Régime fiscal commun applicable aux sociétés mères et filiales d’États membres différents: lutte contre la double non-imposition
Le Parlement européen a adopté par 513 voix pour, 32 contre et 81 abstentions, dans le cadre dune procédure législative spéciale (consultation du Parlement), une résolution législative sur la proposition de directive du Conseil modifiant la directive 2011/96/UE concernant le régime fiscal commun applicable aux sociétés mères et filiales d'États membres différents.
Le Parlement a approuvé la proposition de la Commission sous réserve des amendements suivants :
Nécessité de lutter contre la fraude fiscale : les députés ont rappelé que la fraude et l'évasion fiscales et la planification fiscale agressive engendraient chaque année, dans l'Union, une perte de recettes fiscales potentielles estimée à 1.000 milliards EUR, ce qui représente un coût d'environ 2.000 EUR par citoyen européen et par an.

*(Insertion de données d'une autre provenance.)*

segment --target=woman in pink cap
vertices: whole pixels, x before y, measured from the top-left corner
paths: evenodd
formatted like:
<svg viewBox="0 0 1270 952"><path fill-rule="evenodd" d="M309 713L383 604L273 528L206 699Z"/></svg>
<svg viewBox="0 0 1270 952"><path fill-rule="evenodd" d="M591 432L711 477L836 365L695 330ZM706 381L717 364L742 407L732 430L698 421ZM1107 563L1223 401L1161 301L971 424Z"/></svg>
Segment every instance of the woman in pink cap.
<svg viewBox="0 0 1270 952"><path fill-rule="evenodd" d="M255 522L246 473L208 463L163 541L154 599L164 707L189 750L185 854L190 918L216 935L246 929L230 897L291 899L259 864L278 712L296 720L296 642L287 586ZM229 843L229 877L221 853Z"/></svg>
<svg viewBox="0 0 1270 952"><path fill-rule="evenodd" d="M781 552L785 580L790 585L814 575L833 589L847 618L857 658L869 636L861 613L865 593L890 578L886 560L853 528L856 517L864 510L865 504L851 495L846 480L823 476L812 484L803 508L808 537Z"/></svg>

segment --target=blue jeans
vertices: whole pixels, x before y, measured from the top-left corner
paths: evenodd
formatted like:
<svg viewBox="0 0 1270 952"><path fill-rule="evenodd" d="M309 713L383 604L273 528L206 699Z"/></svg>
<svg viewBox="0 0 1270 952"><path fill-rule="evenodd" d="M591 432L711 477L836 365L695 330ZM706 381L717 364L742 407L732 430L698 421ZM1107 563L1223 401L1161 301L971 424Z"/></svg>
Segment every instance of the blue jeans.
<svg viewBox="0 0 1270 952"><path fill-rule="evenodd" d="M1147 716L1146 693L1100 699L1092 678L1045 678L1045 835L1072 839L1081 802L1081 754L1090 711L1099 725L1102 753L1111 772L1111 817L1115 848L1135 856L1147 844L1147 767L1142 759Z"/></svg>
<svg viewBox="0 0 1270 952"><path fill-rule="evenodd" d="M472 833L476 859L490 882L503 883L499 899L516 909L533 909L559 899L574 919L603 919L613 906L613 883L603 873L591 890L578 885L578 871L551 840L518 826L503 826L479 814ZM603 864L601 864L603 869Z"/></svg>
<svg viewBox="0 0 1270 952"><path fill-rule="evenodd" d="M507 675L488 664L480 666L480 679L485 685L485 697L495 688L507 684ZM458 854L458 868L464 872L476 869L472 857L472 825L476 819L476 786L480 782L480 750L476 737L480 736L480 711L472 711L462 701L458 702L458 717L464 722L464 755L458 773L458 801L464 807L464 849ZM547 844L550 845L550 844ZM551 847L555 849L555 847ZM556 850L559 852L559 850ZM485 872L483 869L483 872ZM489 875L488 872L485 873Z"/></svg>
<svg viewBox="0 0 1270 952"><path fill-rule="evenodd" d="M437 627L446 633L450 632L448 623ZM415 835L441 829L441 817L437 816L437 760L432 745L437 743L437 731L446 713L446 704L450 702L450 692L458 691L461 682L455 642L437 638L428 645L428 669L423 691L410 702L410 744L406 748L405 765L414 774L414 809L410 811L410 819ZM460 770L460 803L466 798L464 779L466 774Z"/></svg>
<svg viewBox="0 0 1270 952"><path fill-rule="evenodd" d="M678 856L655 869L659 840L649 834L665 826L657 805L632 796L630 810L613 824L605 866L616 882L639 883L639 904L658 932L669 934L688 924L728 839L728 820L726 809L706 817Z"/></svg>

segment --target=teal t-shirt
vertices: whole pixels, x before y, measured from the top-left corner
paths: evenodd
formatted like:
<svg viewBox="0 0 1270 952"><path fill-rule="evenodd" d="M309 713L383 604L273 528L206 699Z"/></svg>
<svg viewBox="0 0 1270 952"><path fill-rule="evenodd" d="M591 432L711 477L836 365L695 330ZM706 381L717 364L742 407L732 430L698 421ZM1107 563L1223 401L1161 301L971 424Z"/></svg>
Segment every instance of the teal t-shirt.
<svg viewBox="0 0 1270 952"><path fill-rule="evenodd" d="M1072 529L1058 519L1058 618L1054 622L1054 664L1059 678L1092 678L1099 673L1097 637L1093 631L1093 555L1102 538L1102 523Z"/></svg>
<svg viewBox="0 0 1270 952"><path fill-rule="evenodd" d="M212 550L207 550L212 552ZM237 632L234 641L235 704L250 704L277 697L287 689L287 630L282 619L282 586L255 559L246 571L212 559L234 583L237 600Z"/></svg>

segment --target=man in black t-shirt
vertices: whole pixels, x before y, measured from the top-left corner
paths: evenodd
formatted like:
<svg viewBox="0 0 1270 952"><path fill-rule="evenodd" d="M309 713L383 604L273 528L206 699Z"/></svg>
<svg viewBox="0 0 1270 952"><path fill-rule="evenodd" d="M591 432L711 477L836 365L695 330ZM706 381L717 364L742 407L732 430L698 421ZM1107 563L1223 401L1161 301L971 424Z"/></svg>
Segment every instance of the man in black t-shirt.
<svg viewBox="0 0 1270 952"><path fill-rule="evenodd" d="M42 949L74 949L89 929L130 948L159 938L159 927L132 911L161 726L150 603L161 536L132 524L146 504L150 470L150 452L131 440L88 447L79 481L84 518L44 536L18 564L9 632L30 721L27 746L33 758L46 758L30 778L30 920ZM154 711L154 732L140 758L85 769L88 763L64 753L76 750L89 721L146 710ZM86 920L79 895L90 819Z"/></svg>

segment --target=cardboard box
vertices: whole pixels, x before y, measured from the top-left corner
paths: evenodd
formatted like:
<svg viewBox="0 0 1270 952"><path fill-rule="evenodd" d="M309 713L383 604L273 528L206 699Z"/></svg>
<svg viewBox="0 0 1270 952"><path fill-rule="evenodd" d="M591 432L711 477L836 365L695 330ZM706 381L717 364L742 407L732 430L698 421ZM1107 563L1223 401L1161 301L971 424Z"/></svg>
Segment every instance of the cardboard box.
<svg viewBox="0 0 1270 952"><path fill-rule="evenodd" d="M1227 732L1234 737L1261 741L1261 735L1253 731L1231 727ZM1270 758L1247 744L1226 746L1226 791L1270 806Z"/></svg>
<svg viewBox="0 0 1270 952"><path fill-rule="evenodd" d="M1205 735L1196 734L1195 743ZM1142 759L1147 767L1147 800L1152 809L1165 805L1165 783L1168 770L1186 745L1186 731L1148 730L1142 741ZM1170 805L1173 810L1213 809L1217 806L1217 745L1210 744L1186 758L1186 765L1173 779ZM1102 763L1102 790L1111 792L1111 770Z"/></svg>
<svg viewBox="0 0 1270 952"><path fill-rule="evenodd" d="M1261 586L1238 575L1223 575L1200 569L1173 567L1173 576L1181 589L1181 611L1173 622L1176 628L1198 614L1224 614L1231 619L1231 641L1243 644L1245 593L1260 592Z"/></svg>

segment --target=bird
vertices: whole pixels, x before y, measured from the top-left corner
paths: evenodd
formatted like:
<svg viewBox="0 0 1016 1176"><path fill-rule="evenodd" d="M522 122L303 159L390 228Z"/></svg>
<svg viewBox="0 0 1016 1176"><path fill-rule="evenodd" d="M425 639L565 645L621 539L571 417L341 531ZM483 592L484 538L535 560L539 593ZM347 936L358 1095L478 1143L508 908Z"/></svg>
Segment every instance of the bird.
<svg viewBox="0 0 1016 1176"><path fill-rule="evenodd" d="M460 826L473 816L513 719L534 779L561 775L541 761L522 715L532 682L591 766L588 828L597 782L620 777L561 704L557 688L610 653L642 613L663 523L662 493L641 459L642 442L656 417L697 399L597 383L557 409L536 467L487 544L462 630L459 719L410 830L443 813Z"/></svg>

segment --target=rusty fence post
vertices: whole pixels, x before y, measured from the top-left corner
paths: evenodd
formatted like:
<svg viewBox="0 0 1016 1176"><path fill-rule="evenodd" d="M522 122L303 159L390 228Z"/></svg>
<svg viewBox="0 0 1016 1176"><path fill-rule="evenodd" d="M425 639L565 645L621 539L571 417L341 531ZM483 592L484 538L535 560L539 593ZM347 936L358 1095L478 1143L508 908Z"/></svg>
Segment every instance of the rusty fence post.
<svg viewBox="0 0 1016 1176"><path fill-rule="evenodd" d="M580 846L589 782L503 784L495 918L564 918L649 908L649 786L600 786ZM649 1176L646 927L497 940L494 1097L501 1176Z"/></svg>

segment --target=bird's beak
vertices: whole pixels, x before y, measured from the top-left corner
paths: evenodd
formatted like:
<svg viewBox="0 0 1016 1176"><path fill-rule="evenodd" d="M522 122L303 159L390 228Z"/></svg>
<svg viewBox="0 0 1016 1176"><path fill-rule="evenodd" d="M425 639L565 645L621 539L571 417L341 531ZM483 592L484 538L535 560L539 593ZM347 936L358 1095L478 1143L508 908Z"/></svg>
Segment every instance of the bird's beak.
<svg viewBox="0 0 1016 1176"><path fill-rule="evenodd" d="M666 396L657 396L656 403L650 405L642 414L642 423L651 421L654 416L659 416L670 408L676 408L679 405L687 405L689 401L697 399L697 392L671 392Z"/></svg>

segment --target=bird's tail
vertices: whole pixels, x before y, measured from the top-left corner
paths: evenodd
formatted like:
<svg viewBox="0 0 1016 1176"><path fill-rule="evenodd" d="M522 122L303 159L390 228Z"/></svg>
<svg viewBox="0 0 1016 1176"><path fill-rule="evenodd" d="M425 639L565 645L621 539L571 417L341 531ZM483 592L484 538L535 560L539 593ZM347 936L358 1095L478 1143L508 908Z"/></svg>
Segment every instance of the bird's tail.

Ils ont donc appelé à prendre des mesures contre la fraude fiscale et à modifier la directive 2011/96/UE du Conseil afin de garantir que la mise en uvre de la directive n'entrave pas l'efficacité des mesures de lutte contre la double non-imposition dans le domaine des structures de prêts hybrides.
Dans sa résolution du 21 mai 2013 sur la lutte contre la fraude fiscale, l'évasion fiscale et les paradis fiscaux, le Parlement européen a invité la Commission à présenter en 2013 une proposition de modification de la directive 2011/96/UE en vue de revoir la disposition anti-abus et d'éliminer la double non-imposition facilitée par le recours à des entités ou des instruments financiers hybrides dans l'Union.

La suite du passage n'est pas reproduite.